To improve edge detection using wavelet analysis, the MP method is proposed. It consists of making the product of the WT coefficients of the acoustic signal over three scales. It enhances the peak amplitude of the modulus maxima line and eliminates spurious peaks due to the vocal tract effect.

The product of the WT of a function f(n) at scales is

p (n) = \prod_{j} W_{s_{j}} f (n)

(1)

where $W_{s_{j}} f (n)$ represents the WT of the function f(n) at scale s_j .

The product p(n) shows peaks at signal edges, and has relatively small values elsewhere. An odd number of terms in p(n) preserve the edge sign.

The MP was first related to the edge detection problem in image processing [25, 26]. Besides, the MP is proposed by Bouzid and Ellouze [16, 27] to extract crucial information concerning the vocal source such as glottal opening and closure instants, the fundamental frequency, the OQ and the voicing decision. In previous studies, we proved that the MP is a robust and efficient method for determining the GCI from both clean and noisy acoustic signal [28, 29].

Figure 1 illustrates a frame of a voiced speech signal followed by its MP and the DEGG signal. The MP shows minima marking the instants of glottis closing with a high precision and maxima denoting the glottis opening with less precision.

Figure 2 shows the EGG signal followed, respectively, by its derivative and MP. The MP of the EGG signal presents only one peak even when these peaks are imprecise or doubled on the DEGG. In this example, we clearly see the effect of the MP on cancelling the noise and giving accurate peaks.

The strength of the MP of the EGG signal compared to the DEGG signal is profoundly studied by Bouzid and Ellouze [16]. This study attempts to measure the voice source parameters using the MP of the EGG signal.

3. Proposed method for OQ estimation

3.1. Overview of the method

Our proposed approach for the OQ estimation from the speech signal follows three stages as shown in Figure 3.

First stage: consists of computing the MP of a voiced speech signal and then the signal is divided into frames of a fixed length. To compute the MP, we multiply the WTs of the speech signal at scales 2, 5/2 and 3 using the quadratic spline function.

To divide the MP signal into frames of a length N, we multiply it by a sliding rectangular window w[N]. The MP over a window of index i is given by

M P_{w i} [k] = M P [k - i N] w [k]

(2)

where k is within [1, N] and i is the frame index.
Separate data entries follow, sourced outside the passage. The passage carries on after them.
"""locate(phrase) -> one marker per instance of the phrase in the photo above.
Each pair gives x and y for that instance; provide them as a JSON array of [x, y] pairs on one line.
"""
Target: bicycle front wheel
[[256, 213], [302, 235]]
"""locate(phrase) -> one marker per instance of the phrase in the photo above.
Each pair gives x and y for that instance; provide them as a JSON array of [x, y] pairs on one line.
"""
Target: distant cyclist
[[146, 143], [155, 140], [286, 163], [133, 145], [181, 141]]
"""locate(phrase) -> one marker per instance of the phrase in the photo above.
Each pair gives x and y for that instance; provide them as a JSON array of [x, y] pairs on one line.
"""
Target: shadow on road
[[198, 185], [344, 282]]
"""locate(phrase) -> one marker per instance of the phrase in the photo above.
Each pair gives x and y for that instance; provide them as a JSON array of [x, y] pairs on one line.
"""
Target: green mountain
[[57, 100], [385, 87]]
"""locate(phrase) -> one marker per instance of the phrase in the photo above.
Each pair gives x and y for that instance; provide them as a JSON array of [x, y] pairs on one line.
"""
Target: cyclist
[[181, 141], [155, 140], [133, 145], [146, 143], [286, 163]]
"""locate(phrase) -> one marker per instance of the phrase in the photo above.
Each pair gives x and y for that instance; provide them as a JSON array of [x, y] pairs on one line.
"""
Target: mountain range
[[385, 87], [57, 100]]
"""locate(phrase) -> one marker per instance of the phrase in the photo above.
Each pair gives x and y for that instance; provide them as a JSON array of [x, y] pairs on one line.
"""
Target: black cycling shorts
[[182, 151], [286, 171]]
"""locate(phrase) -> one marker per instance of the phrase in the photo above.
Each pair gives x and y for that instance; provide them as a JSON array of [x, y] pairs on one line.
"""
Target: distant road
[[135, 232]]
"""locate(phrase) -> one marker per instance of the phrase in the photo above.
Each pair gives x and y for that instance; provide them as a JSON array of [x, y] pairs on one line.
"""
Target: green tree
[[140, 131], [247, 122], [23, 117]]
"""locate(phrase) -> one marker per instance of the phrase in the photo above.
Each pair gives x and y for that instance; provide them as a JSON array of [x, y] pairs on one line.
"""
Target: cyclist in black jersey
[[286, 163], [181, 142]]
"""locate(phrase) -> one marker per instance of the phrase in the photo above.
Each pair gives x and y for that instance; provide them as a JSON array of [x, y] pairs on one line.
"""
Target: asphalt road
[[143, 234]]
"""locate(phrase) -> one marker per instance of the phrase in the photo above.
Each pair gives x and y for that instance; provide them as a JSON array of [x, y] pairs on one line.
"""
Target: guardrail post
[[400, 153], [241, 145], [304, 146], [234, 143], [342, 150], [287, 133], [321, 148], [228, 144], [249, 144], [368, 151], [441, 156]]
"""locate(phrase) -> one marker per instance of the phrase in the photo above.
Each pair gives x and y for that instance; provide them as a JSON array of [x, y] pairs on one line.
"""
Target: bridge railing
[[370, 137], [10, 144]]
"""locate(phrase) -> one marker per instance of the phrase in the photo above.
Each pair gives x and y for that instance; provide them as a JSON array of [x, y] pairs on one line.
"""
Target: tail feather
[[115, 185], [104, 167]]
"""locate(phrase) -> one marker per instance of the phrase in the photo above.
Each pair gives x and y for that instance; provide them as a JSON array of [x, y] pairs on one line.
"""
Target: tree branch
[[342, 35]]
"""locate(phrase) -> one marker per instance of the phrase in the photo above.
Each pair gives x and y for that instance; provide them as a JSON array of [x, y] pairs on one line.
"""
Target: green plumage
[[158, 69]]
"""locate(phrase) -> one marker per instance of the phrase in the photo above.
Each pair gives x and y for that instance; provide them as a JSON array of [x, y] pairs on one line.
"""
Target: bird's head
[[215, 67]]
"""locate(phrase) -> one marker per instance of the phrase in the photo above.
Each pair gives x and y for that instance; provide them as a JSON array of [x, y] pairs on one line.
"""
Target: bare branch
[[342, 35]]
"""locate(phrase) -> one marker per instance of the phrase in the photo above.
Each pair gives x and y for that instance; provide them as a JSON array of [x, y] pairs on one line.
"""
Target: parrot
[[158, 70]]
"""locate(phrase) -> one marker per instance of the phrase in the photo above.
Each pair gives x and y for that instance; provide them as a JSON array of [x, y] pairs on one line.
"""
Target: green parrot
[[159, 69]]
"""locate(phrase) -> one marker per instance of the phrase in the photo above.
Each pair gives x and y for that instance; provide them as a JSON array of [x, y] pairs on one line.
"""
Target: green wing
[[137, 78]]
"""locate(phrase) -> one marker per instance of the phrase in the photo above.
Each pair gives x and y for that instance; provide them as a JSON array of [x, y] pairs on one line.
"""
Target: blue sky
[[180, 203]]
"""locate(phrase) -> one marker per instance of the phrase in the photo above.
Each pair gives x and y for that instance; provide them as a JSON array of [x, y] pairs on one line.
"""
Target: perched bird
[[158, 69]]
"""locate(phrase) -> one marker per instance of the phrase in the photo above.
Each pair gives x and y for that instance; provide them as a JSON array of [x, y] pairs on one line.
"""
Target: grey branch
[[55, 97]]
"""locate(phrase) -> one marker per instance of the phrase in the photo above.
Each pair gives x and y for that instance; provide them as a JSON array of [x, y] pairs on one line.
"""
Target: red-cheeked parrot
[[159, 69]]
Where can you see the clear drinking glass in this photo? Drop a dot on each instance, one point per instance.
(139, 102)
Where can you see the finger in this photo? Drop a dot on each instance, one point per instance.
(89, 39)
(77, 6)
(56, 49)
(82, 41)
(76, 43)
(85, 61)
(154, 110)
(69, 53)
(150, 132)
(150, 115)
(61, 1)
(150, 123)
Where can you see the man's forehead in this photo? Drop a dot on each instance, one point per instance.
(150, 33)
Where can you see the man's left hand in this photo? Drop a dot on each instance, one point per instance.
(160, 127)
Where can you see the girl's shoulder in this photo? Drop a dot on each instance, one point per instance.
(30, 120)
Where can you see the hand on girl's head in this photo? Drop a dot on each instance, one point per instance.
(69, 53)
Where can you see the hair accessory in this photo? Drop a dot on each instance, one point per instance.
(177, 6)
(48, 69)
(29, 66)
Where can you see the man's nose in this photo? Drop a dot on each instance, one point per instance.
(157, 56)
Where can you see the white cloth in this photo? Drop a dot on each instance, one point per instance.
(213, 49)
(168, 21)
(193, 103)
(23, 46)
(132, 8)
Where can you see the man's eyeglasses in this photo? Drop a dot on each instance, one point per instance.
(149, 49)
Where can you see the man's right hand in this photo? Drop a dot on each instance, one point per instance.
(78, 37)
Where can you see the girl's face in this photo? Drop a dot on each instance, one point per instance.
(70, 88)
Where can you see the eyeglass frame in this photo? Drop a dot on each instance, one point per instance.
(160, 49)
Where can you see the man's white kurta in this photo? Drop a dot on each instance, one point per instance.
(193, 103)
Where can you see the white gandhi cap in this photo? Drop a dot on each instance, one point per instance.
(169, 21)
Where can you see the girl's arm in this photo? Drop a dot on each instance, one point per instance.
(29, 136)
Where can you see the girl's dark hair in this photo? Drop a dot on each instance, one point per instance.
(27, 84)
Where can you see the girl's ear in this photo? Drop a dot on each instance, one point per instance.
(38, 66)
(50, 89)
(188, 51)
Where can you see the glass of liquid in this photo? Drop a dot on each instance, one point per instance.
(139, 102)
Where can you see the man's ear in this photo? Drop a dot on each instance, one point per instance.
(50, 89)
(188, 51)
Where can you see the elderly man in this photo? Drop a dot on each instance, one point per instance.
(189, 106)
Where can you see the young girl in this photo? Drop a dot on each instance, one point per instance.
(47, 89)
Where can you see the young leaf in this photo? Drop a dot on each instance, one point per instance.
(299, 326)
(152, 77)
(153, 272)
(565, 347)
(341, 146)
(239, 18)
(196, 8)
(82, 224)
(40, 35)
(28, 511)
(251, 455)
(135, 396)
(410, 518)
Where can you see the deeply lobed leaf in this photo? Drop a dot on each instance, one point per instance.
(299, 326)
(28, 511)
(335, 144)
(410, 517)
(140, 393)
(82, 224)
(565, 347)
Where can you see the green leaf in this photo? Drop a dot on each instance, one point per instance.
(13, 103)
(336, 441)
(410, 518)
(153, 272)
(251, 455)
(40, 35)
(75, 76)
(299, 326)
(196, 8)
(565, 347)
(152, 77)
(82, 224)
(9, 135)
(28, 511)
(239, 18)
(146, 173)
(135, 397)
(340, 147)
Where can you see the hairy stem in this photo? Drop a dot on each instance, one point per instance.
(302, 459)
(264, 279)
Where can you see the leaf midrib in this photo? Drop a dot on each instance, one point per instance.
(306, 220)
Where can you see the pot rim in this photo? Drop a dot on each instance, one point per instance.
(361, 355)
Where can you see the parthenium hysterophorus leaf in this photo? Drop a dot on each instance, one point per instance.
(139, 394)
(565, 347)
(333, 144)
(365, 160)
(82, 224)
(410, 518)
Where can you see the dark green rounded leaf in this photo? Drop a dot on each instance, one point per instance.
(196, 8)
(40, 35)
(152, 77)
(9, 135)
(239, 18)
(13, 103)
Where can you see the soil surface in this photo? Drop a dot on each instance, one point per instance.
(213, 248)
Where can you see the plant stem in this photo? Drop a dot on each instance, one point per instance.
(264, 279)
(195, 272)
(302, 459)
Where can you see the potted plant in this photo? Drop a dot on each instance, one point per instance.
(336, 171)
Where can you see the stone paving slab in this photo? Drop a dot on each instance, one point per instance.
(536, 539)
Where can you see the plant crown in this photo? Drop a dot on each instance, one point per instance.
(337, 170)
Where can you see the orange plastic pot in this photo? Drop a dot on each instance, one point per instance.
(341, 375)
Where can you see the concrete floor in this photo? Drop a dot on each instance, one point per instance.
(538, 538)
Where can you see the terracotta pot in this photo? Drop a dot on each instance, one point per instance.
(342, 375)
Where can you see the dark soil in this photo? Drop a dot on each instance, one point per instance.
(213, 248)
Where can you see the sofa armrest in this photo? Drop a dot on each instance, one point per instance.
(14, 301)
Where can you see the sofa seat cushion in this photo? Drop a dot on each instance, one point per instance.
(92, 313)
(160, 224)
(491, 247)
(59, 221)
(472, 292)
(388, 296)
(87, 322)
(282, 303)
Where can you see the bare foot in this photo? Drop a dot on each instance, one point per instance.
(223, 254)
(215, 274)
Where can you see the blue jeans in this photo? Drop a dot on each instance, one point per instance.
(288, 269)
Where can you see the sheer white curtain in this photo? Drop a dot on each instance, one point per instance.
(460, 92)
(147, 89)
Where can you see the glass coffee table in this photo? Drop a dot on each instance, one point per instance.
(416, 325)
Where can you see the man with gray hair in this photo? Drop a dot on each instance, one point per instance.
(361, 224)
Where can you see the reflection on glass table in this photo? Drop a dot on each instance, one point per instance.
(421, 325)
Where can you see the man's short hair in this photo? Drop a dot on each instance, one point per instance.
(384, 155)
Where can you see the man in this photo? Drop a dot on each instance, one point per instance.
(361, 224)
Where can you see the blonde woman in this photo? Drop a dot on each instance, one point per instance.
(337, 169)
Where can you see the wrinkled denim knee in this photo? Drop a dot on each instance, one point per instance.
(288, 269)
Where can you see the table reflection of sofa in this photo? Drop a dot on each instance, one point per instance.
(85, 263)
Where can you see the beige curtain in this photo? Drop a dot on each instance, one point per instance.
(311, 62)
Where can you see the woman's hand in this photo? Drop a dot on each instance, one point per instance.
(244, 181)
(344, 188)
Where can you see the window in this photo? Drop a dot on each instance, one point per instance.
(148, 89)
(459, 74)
Second stage: consists of separating the speech MP into two parts: a negative part MP^c which contains information concerning glottal closure peaks, and a positive part MP^o which contains information about glottal opening peaks. The MP^c signal is derived from the original signal by replacing any positive value by 0. In the same way, the MP^o signal is derived from the original signal by replacing any negative value by 0.

Figure 4 depicts the speech signal of the vowel/o/pronounced by the female speaker f1 followed by its MP, the MP^o and the MP^c. Minima of the MP negative part correspond to the GCI and peaks of the positive part fit with GOI.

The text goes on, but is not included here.